Not a lot happened last week besides getting in some pre-hab/rehab and doing an easy spin on the bike a couple of times. It did feel good to work up a slight sweat once again.
We celebrated my husband’s college homecoming on Saturday. After a few hours of walking all over the city, my IT band was hurting to the point I was limping. It was still sore Sunday morning, so I skipped what was going to be my test run before my marathon this Sunday, and started having the DNS conversation with myself.
By later in the day Sunday, it wasn’t hurting anymore, and I even went for a nice long dog walk with my mom and our combined three mutts. It felt fine later and still feels fine today (Monday). Now, I can’t help having the “Well, maybe it will be OK!” conversation with myself.

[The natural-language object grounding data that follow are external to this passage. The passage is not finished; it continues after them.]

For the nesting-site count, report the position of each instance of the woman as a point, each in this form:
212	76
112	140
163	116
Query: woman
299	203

Sigh. I don’t know what to think or do at this point. I am likely going to rest it except for one or two easy test runs this week, and make a game-time decision.
Last week by the numbers:
Bike: Two easy spins on the trainer for a half-hour each time, for 1 hour total.
Pre-hab: Three sessions of hip- and glute-strengthening moves at about 45 minutes each, for about 2:15 total.
Yoga: Only one session this week for about 30 minutes.
Total: Six sessions in 3:45.
Not counting a few long walks, with and without dogs.
I’m hopeful but realistic about the rest of the week. It will probably be some gentle movement, stretching, strengthening, and little to no running. I may or may not end it with 26.2. But one way or another, I will live to race another day.